TTL
写真スタジオの撮影シチュエーションを分類すると、モデルやタレントなどの人物を被写体とした一瞬の動きを切り取るタイミング重視のケースと、スティルライフフォトグラフと呼ばれる静体のブツ撮りに分かれる。前者はシャッタースピードの制約のもと遂行されなければないが、後者はその必要がない。従って動体撮影は深い被写界深度を求めるのであれば、ライティングボリュームの絶対値が必ず必要とされる。これが撮影の現場に於いて常に問題となる点で、野外の太陽光をつかったケースではISO感度を上げて実現するか(しかしノイズィーな画像となることは避けられない。)、もしくはネガフィルムのコントラスト圧縮を活用して、後のスキャニングの際にノーマルな状態に戻すなどと言った方法が採られる。一般的にはネガを使った撮影はプロフェッショナルコマーシャルフォトスタジオではあまりポピュラーなものではないが、デンシティーレンジが向上した現在のスキャン能力の現状を考えれば、なんら問題はなく躊躇することではない。ネガフィルムを使用した場合、TTLの測光システムが威力を発揮する。以下に記述。

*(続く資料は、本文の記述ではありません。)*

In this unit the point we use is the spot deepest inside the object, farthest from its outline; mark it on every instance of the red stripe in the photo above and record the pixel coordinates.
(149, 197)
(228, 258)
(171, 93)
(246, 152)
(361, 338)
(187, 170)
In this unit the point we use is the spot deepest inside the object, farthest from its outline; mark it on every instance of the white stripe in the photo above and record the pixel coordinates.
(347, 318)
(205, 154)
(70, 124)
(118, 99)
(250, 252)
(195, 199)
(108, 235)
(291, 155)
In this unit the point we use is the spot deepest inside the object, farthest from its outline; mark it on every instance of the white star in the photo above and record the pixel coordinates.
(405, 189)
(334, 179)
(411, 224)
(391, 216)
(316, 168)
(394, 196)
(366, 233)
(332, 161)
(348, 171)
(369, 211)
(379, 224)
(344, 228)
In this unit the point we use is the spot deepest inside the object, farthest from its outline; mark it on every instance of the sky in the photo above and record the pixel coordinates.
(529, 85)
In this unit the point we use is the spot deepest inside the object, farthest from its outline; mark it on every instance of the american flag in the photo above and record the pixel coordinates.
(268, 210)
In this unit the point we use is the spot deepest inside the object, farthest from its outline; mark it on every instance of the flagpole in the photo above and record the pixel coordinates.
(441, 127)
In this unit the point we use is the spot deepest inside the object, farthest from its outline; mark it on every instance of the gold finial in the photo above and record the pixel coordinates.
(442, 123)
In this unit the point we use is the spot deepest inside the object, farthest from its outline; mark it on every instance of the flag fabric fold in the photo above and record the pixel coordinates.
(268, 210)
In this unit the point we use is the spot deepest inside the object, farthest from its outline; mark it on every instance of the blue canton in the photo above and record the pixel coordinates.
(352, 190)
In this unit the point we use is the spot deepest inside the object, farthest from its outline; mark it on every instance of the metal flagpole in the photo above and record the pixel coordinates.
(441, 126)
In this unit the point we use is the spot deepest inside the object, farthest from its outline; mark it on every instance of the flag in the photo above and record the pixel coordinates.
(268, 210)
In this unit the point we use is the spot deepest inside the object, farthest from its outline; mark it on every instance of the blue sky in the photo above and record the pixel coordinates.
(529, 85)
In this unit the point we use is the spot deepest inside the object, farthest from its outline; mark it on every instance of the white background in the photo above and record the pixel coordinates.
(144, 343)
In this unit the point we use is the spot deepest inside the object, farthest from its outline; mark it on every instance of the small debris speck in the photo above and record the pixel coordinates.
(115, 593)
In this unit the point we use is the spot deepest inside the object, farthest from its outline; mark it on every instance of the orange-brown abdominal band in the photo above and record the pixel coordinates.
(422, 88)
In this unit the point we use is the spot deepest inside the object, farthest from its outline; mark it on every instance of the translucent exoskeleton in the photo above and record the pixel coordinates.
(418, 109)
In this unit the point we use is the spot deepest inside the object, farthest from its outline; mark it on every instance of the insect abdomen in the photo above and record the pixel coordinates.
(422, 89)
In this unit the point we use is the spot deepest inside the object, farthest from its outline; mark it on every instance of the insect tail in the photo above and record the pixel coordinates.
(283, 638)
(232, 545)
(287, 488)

一眼レフがその主流となったのは、精度の高いファインダーがベース。視認上の画像がスキャンデータと同一で事前に目で確認出来、レンズの焦点距離に関わらず構図と焦点位置が正確に決定出来、そのファインダーの中に測光計が組み込まれたことで、露出の確認が高精度に出来るようになった。TTLとはレンズを通して被写体の明るさを直接測光すると言う意味で、その利便性の高さは目を見張る物があり、スチル写真業界の歴史をも塗り替えた程である。このTTLがカメラに内臓されていることから、その全体の機構は有機的に連動し、明度に関する情報もファインダー内に表示されるので、測光と露出のコントロール機能は群を抜く存在で、画期的なシステムと言える。